Of course, there will always people who try to take advantage of a situation whenever there's money to be made. Sure enough, a market developed for buying and selling links.
Search engines didn't want people to buy and sell links because their algorithms counted the links as votes. Just as we don't want votes to be purchased in political elections because it would bias the results, purchased links bias the search algorithms.
Eventually the search engines got more sophisticated. They began to look at other signals and then they began to look for different types of patterns. We don't know what those are, but we can speculate, and understand what it means for how we approach the promotion of our website(s).
Balance in link building is important. If you have limited resources to focus on link development this can be hard to do. Perhaps you're considering a wide range of campaigns.
Examples of link building ideas that may come to mind include:
- Guest posts
- Digg home page
- .edu sites
- Affiliate programs
- Content syndication
You may explore all of these ideas and try a few. What happens to many publishers, though, is that they get good at one technique. When that happens, they drive that campaign really hard. In principle this sounds like a good idea, and well, it is. But what might happen is they develop a link profile similar to this one:
You might think, "Great! More than 70 .edu links!" However, there are two problems:
- This is out of balance. This type of distribution is clearly the result of an overly vertical link building campaign.

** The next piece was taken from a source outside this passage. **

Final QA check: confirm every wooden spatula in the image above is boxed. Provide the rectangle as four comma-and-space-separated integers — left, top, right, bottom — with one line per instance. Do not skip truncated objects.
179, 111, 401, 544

- Closely related to this is the question of relevance. Assuming that these are real .edu links (not on professor or student pages, but on prominent pages of the educational institution's site), you're still left with the question of whether these links are being put in front of the right audience. If you have a product that is targeted at students and you get on the right high volume page on the .edu site to reach those students, great! Don't fall into the trap of thinking a link is great just because it's on a high authority site.
More importantly, this link distribution sends clear screaming signals that the links are a result of a campaign to gain traffic from search engines instead of a campaign to get your product in front of the right audience. When you focus on audience instead of search engines, you almost never get a link distribution this out of balance.
While I can't say how much of a signal this is, I can tell you with great certainty that search engines really want publishers to focus on their audience, not the search engine.
"Looking natural" is one of the worst phrases in SEO. Consider the following phrase, which says almost the exact same thing: "Implement your manipulative campaign in a way so you don't get caught." Not particularly inspiring, is it?
Instead of looking natural, let's focus on "being natural." Natural businesses would focus on where the audience is. As soon as that happens, you're much more likely to cause buzz. A more natural link distribution will follow.
True link relevance will be high, and the other signals that the search engines may be considering will follow. Metrics, such as brand searches, brand mentions, and user engagement, will have a better chance of moving up together with the growth of your links.
This is where looking natural and being natural overlap. If you find yourself focused on one marketing initiative, even if it's focused on your audience, then consider developing a focus on another area or two. A balanced promotional strategy has almost always been good business, and still is on today's web.